Ne nous y trompons pas : ces changements, qui peuvent apparaître techniques, mineront en profondeur la qualité de l’enseignement qui sera offert aux futures générations. Les professeurs n’exercent pas un métier comme les autres : ils forment les adultes et les citoyens de demain. Ils sont porteurs d’un savoir qu’ils transmettent à leurs élèves, souvent avec passion, et ce savoir doit plus que jamais être défendu comme une valeur centrale de l’enseignement, à l’heure où il est menacé de toutes parts par des « vérités alternatives » portées par des groupes et des individus prêts à les imposer par la violence et même le crime. Ce savoir ne s’oppose pas à l’apprentissage de la didactique, mais est au contraire le socle indispensable d’une pédagogie solide qui permet au professeur de transmettre les connaissances et de former à l’esprit critique les futurs citoyens.
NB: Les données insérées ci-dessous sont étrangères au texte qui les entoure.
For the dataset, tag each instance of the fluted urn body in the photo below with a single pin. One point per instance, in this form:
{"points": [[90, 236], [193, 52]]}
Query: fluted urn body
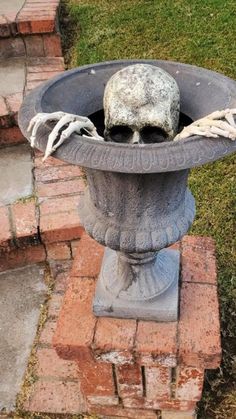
{"points": [[137, 201]]}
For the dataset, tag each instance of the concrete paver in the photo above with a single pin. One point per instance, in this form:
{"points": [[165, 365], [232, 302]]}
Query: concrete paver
{"points": [[16, 180], [12, 76], [21, 293], [7, 6]]}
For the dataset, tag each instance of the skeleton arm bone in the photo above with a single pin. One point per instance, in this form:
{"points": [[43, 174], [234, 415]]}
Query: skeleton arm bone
{"points": [[218, 123], [67, 124]]}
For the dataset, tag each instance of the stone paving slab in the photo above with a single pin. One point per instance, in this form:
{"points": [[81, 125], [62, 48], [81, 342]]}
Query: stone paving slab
{"points": [[12, 76], [16, 180], [11, 6], [22, 291]]}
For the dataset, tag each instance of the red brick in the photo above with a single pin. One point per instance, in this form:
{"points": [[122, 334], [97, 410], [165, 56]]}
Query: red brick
{"points": [[96, 379], [51, 161], [74, 247], [59, 266], [12, 47], [156, 343], [56, 397], [60, 227], [50, 365], [34, 46], [61, 282], [5, 230], [60, 188], [59, 205], [21, 257], [199, 346], [88, 258], [24, 219], [58, 251], [54, 305], [12, 135], [129, 380], [175, 405], [41, 76], [4, 115], [47, 333], [76, 323], [48, 174], [5, 30], [52, 45], [36, 65], [198, 260], [117, 411], [114, 340], [158, 383], [189, 383]]}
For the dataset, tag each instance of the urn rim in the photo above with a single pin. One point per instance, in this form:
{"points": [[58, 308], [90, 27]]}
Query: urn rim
{"points": [[193, 81]]}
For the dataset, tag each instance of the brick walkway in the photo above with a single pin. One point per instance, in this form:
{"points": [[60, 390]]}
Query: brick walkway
{"points": [[45, 222], [41, 224]]}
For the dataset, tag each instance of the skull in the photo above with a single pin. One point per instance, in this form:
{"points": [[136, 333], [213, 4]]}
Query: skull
{"points": [[141, 105]]}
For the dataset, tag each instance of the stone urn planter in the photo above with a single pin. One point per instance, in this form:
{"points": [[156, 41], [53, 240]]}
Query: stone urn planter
{"points": [[137, 201]]}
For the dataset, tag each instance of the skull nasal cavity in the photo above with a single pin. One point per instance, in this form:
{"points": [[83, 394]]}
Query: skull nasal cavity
{"points": [[121, 134], [151, 134]]}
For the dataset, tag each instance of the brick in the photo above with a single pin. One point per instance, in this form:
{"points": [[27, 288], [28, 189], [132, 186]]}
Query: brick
{"points": [[173, 405], [21, 257], [52, 45], [199, 346], [76, 322], [156, 343], [34, 46], [59, 266], [96, 378], [114, 340], [58, 251], [58, 205], [169, 414], [10, 136], [12, 47], [5, 230], [56, 397], [158, 383], [5, 30], [54, 306], [41, 76], [50, 365], [48, 174], [47, 333], [60, 227], [88, 258], [189, 383], [51, 161], [129, 380], [117, 411], [5, 120], [74, 247], [60, 188], [61, 282], [24, 219], [198, 260]]}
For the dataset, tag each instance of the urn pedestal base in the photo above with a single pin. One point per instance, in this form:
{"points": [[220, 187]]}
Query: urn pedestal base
{"points": [[138, 287], [141, 369]]}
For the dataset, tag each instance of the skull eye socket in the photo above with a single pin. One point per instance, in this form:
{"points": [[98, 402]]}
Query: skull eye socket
{"points": [[151, 134], [120, 134]]}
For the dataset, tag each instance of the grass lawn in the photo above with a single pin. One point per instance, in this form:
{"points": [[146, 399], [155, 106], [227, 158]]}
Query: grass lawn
{"points": [[200, 32]]}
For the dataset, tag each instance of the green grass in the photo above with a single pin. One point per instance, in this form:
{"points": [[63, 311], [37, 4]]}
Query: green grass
{"points": [[200, 32]]}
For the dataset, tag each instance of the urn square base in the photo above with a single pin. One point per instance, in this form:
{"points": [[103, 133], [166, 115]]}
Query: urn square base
{"points": [[113, 302], [134, 368]]}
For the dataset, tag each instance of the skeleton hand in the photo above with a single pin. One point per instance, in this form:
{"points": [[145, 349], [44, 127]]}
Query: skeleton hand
{"points": [[218, 123], [66, 125]]}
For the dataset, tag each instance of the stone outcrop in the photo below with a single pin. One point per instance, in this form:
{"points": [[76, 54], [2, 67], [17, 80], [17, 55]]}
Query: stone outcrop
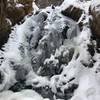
{"points": [[11, 13], [45, 3], [95, 21], [73, 13]]}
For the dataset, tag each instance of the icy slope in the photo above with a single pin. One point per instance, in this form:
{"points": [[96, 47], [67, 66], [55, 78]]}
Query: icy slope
{"points": [[49, 55]]}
Affaiblir le premier au prétexte de renforcer le second, au nom d’une professionnalisation mal pensée, prétexte depuis si longtemps à tous les mauvais coups portés à la formation des enseignants, est une absurdité qui ne conduira qu’à affaiblir cet équilibre nécessaire.
Quels professeurs voulons-nous pour les générations de demain ? Des techniciens de l’enseignement, formés et évalués suivant un système de compétences transdisciplinaires qui tendent à se substituer aux contenus et méthodes de nos disciplines, immédiatement employables et à qui l’on demandera simplement de restituer un savoir officiel, dûment contrôlé ? Ou des professeurs maîtrisant pleinement leurs savoirs et capables à partir là de construire une pédagogie adaptée à leurs élèves ? En amputant drastiquement la part de contrôle des connaissances dans les épreuves du CAPES, en réduisant la formation disciplinaire des futurs enseignants, en sacrifiant leur année de stage pour faire des économies budgétaires, le ministère a fait un choix lourd de conséquences, qui n’a pas fait l’objet d’un débat public contradictoire L’enjeu est aussi celui de l’attractivité du métier d’enseignant pour nos bons étudiants, du rôle de l’Université dans la formation des maîtres et celui de la revalorisation symbolique et matérielle des professeurs. Recruter au rabais, qu’est-ce promettre à la jeunesse ? C’est pourquoi nous demandons que cette réforme mal préparée soit reportée et précédée d’une large et réelle concertation avec tous les acteurs du secteur éducatif, et non pas imposée à la va-vite dans le contexte de crise sanitaire actuel.